The Roar of the Lion by Toye Richard
Author:Toye, Richard
Language: eng
Format: epub
Publisher: OUP Oxford
Published: 2013-07-04T16:00:00+00:00
7
‘Throwing a Temperament Like a Bloody Film Star’
In terms of his speech-making, 1943 had not posed very severe challenges for Churchill. With the war—at last—going pretty successfully for a sustained period, he could finally count on having security of tenure in Downing Street at least until the end of hostilities. But at the end of the year, the scale of his future problems came home to him. His hoped-for meeting with Stalin and Roosevelt convened at the end of November, but over the next few days the President cosied up to the Russians at the expense of the British. Britain could not command equal political weight with the two emergent superpowers, and Churchill found the experience humiliating. ‘I realised at Teheran for the first time what a small nation we are,’ he said later. ‘There I sat with the great Russian bear on one side of me, with paws outstretched […] and on the other side the great American buffalo, and between the two sat the poor little British donkey, who was the only one of the three who knew the right way home.’1 During 1944–5, Churchill faced the necessity of making difficult geopolitical compromises, which in turn required him to rationalize them in public. At the same time as he made unpalatable concessions to Soviet and American power he showed sympathy for authoritarian regimes elsewhere, leading to awkward questions about his judgement. In combination with a new challenge to civilian morale at home, in the form of German V-weapon attacks, these factors presented him with some tough rhetorical dilemmas even as the Allies’ final military triumph approached.

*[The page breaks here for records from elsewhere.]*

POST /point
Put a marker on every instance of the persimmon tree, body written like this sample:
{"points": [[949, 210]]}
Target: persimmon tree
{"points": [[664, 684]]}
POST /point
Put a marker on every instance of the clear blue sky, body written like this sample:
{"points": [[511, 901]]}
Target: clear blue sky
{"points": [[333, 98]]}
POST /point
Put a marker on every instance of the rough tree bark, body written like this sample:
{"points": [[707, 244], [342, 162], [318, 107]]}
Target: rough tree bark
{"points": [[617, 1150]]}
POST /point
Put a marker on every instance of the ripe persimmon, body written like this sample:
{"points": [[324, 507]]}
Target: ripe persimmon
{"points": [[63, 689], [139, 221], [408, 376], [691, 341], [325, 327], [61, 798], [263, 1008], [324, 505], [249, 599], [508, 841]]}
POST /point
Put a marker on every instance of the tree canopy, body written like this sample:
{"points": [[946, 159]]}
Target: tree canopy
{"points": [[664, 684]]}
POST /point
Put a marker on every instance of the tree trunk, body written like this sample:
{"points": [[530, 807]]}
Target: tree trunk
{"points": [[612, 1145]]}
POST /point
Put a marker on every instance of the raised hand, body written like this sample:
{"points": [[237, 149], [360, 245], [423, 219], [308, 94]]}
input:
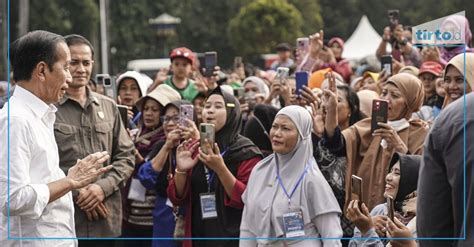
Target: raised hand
{"points": [[185, 159], [213, 158], [392, 138], [316, 43], [173, 138], [361, 219], [87, 170]]}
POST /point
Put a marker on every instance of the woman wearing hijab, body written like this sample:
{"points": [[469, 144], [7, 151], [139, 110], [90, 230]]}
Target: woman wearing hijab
{"points": [[137, 216], [214, 182], [401, 184], [258, 127], [456, 22], [159, 169], [368, 154], [287, 196], [454, 78]]}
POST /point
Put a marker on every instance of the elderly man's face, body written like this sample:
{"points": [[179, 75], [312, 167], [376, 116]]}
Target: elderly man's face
{"points": [[57, 77], [81, 65]]}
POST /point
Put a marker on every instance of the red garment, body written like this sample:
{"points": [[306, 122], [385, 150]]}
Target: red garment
{"points": [[235, 201]]}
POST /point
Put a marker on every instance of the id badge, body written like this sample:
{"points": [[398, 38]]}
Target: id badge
{"points": [[293, 224], [208, 205]]}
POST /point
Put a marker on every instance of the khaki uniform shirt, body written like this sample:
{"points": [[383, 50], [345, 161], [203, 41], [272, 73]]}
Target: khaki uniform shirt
{"points": [[81, 131]]}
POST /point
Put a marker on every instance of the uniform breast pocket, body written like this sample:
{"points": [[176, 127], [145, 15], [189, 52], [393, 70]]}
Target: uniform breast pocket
{"points": [[67, 139], [104, 136]]}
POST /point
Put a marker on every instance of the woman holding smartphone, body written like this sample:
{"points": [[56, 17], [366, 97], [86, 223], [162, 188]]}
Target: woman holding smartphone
{"points": [[368, 154], [401, 183], [159, 168], [299, 202], [210, 184]]}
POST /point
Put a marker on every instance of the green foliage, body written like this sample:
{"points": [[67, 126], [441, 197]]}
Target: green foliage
{"points": [[261, 25], [311, 12]]}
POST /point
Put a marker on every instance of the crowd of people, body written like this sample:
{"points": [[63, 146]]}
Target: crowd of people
{"points": [[277, 168]]}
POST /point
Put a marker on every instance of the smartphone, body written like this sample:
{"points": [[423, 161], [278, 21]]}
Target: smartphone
{"points": [[303, 44], [379, 113], [390, 208], [186, 112], [239, 93], [386, 64], [107, 84], [393, 18], [301, 79], [282, 74], [210, 61], [123, 110], [356, 189], [238, 62], [206, 131]]}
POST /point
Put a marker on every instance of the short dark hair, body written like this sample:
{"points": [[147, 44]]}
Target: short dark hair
{"points": [[76, 39], [32, 48], [353, 101]]}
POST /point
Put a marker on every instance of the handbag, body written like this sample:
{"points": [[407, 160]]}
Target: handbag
{"points": [[178, 218]]}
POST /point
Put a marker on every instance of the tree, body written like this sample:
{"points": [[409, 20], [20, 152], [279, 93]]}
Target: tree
{"points": [[311, 13], [261, 25]]}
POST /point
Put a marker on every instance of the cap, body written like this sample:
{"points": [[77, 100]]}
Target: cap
{"points": [[182, 52], [431, 67], [163, 94], [283, 47]]}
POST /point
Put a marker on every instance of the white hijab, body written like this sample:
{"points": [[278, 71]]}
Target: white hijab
{"points": [[266, 202]]}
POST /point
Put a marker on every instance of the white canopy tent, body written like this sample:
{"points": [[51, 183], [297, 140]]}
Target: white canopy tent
{"points": [[363, 42]]}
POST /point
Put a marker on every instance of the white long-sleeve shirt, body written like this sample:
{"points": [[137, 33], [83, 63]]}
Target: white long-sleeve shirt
{"points": [[33, 163]]}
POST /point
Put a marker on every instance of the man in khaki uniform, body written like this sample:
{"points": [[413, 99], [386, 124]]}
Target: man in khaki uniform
{"points": [[85, 122]]}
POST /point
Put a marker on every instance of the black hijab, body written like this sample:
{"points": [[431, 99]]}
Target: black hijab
{"points": [[239, 148], [409, 167], [257, 128]]}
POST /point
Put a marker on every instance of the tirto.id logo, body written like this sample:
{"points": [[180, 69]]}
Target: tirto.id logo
{"points": [[438, 35], [445, 31]]}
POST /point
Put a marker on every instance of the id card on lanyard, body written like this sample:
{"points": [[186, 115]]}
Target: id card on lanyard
{"points": [[293, 223], [208, 200]]}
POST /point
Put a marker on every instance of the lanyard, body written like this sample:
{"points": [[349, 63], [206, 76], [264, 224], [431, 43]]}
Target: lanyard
{"points": [[210, 174], [280, 181]]}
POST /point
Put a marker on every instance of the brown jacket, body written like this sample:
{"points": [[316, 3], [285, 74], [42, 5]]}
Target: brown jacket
{"points": [[82, 131]]}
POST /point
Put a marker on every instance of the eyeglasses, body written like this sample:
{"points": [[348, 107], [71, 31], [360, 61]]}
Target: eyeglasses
{"points": [[167, 119]]}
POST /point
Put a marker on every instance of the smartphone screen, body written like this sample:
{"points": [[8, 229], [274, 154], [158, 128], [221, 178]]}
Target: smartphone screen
{"points": [[210, 60], [379, 113], [302, 44], [206, 131], [123, 110], [356, 189], [301, 79], [282, 74], [386, 64], [186, 112], [390, 208]]}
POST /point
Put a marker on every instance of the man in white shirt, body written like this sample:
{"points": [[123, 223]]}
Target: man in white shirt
{"points": [[35, 198]]}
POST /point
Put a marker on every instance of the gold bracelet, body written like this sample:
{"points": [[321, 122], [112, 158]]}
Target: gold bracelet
{"points": [[179, 172]]}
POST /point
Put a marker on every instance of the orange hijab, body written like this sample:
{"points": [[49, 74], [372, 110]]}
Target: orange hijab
{"points": [[458, 63]]}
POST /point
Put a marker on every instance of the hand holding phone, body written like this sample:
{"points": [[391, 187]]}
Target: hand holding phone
{"points": [[123, 110], [210, 60], [301, 80], [390, 208], [356, 189], [186, 112], [206, 132], [282, 74], [386, 64], [379, 113]]}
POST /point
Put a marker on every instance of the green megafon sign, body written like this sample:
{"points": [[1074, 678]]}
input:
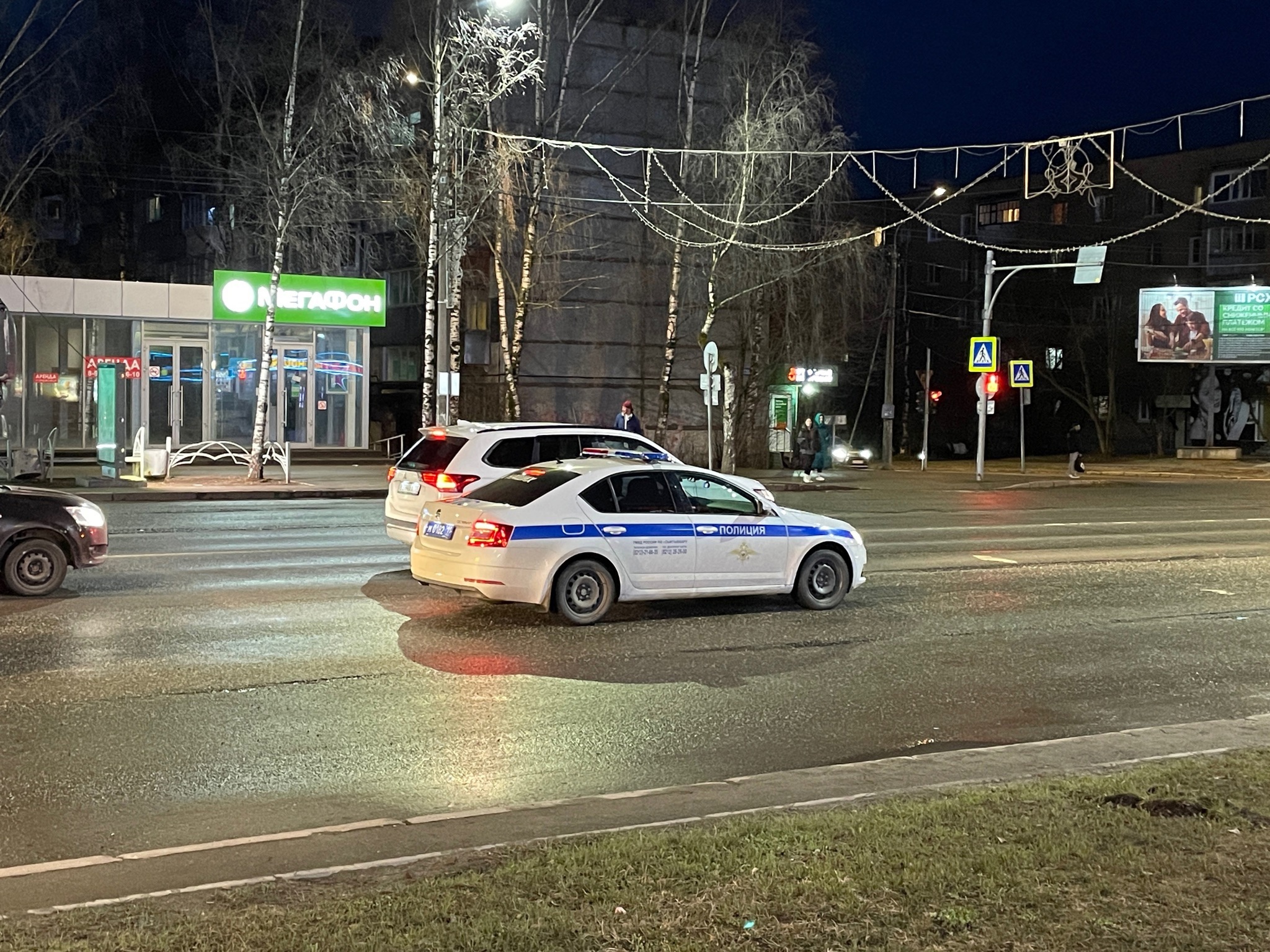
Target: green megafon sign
{"points": [[303, 299]]}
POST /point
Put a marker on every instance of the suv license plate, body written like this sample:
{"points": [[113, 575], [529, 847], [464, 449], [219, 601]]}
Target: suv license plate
{"points": [[440, 530]]}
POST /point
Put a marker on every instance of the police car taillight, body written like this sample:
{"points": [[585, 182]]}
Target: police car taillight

En route back to Britain from Tehran, Churchill again contracted pneumonia; for a time his life hung in the balance. Following his convalescence at Marrakesh, he returned home in mid-January 1944. When he arrived he ‘went straight to the House, where he made a “dramatic” entry’ and answered questions, although he was still feeling weak.2 Equally dramatic was his intervention in a by-election at Brighton, normally a safe Tory seat. (Skipton, a Conservative seat, had fallen to the radical Common Wealth party a few weeks earlier.) An Independent candidate was running, claiming to be standing ‘in full support of the Prime Minister and the Cabinet’. Churchill issued a letter denouncing this as ‘an attempted swindle’.3 The Conservatives held the seat only narrowly, suggesting that his tactic backfired. There was considerable resentment at the Prime Minister’s attempt at ‘dictation’ to the voters.4 ‘Very entertaining, the present temper shown to Churchill’s dictatorship’, wrote Margaret Kornitzer, a journalist, in her diary. ‘He of course is an autocratic old devil, ruling a turbulent people—no doubt he appreciates the historical continuity of the whole position as much as anyone does. But he continues to bring his best broadsides to bear on local issues—it is rather like trying to crush a nit with a steam-hammer.’5 Housewife Edith Dawson wrote: ‘He’s not the favourite he thinks he is. […] He’s a born dictator if he can get away with it’.6 The charge that ‘Winston is a dictator; he cannot be overruled’ had been around for years.